If you select the "Boot FreeBSD with verbose logging" at the loader menu, what are the last few lines that are displayed?

There are 3 possibilites that I can see:


Some previous hardware detection activity caused a delayed failure.
Something related to the event timer probe (last message) caused the failure.
Probing something after the event timer, but before the next (non-verbose) message is displayed, caused the failure.
With the verbose log, it may be possible for someone to pinpoint the exact issue.


----------



## marksman (Aug 8, 2011)

Hi all 

Thanks for response but I tried what you told me and I did it in two cases.
First: I disabled the HPET and here is the result: 

http://sadgull.com/rami/HPET IS DISABLED.jpg

Second: HPET is enabled:

http://sadgull.com/rami/HPET IS ENABLED.jpg

Thanks for help.


----------



## SirDice (Aug 9, 2011)

Have tried updating the BIOS?


----------



## Terry_Kennedy (Aug 9, 2011)

marksman said:
			
		

> Thanks for response but I tried what you told me and I did it in two cases.
> First: I disabled the HPET and here is the result:
> 
> http://sadgull.com/rami/HPET IS DISABLED.jpg
> ...


Ok. A couple of things jump out at me:

First, neither of those seem to have been with ACPI disabled in the loader (normally option 2, "Boot FreeBSD with ACPI disabled"). If you don't enable the ACPI subsystem you shouldn't get the acpi wakeup message.

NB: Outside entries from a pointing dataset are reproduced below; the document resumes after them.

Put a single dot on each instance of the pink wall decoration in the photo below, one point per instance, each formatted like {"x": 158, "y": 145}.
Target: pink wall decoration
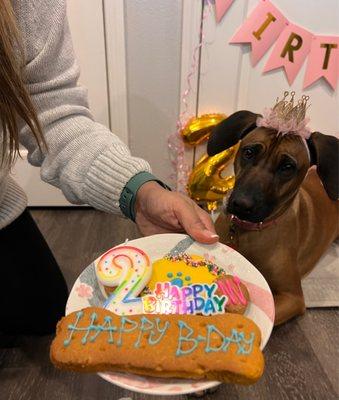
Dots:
{"x": 290, "y": 51}
{"x": 261, "y": 29}
{"x": 221, "y": 6}
{"x": 323, "y": 61}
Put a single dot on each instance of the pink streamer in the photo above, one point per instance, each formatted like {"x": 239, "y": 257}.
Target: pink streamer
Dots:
{"x": 175, "y": 143}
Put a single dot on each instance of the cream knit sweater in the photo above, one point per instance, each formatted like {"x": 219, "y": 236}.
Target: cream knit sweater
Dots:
{"x": 85, "y": 160}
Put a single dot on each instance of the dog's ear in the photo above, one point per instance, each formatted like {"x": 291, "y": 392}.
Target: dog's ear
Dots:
{"x": 324, "y": 151}
{"x": 229, "y": 131}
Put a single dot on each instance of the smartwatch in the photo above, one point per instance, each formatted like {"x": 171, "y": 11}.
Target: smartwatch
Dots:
{"x": 129, "y": 193}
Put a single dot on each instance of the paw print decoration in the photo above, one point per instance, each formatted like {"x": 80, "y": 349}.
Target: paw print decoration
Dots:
{"x": 179, "y": 273}
{"x": 178, "y": 279}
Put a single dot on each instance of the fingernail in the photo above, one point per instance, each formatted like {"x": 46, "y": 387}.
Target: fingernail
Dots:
{"x": 211, "y": 234}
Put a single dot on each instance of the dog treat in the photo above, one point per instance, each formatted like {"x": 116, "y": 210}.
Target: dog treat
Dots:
{"x": 236, "y": 292}
{"x": 183, "y": 269}
{"x": 223, "y": 347}
{"x": 127, "y": 269}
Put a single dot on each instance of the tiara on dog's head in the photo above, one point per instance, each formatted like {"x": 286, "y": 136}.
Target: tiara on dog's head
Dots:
{"x": 287, "y": 117}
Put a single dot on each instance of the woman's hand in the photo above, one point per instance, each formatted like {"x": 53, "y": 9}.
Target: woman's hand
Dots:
{"x": 159, "y": 210}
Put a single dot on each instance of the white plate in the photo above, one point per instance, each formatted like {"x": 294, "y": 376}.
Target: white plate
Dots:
{"x": 86, "y": 293}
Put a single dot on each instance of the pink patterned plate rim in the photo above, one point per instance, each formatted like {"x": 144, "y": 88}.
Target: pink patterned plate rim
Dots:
{"x": 86, "y": 292}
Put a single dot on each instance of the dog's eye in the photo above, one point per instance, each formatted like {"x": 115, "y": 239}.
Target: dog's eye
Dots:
{"x": 247, "y": 153}
{"x": 287, "y": 167}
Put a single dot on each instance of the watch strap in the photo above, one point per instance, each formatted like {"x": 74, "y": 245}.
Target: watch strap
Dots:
{"x": 129, "y": 193}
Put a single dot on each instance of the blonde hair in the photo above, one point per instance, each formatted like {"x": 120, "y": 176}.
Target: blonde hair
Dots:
{"x": 15, "y": 102}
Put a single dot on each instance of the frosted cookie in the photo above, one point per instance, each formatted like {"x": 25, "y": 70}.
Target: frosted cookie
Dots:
{"x": 236, "y": 292}
{"x": 223, "y": 347}
{"x": 183, "y": 270}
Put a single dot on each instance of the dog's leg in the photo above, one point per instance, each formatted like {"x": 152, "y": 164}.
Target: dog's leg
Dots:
{"x": 287, "y": 306}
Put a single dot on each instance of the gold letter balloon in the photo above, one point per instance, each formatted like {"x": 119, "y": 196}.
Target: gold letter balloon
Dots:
{"x": 206, "y": 185}
{"x": 198, "y": 129}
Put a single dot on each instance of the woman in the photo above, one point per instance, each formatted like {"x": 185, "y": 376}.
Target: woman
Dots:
{"x": 42, "y": 108}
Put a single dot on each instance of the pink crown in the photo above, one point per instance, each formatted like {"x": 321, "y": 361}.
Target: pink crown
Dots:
{"x": 287, "y": 117}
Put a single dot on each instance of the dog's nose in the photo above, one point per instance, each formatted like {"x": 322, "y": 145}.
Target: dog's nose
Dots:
{"x": 243, "y": 205}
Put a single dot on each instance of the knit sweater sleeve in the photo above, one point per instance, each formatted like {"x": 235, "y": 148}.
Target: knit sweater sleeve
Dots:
{"x": 85, "y": 160}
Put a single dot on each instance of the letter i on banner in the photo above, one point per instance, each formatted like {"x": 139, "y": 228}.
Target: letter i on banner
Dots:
{"x": 221, "y": 7}
{"x": 290, "y": 51}
{"x": 261, "y": 29}
{"x": 323, "y": 61}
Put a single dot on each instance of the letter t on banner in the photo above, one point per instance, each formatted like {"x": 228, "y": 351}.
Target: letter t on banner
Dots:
{"x": 261, "y": 29}
{"x": 323, "y": 61}
{"x": 290, "y": 51}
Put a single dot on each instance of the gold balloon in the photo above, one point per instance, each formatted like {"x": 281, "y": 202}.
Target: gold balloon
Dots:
{"x": 199, "y": 129}
{"x": 205, "y": 184}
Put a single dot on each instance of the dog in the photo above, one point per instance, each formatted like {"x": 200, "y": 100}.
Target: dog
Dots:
{"x": 282, "y": 214}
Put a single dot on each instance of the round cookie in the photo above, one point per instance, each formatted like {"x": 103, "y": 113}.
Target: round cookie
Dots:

Next, the actual hang seems to be in ex_isa_identify(), which is part of the network driver for an ancient Intel 10Mbit/sec Etherexpress Pro/10 card. If this is a removable card and not part of the motherboard, try removing it and seeing if you can boot. If you can, then you can work on getting either that board or a different network card working later on.

Last, whatever your ata3 device is (earlier in the boot), it seems quite unhappy. This may be "normal" - the system architectures Digital used back then had a known problem of reporting non-existant IDE devices as "present".

If there are indeed additional things going wrong earlier in the boot, this will be harder to troubleshoot and may not be worth your effort on such an old system.


----------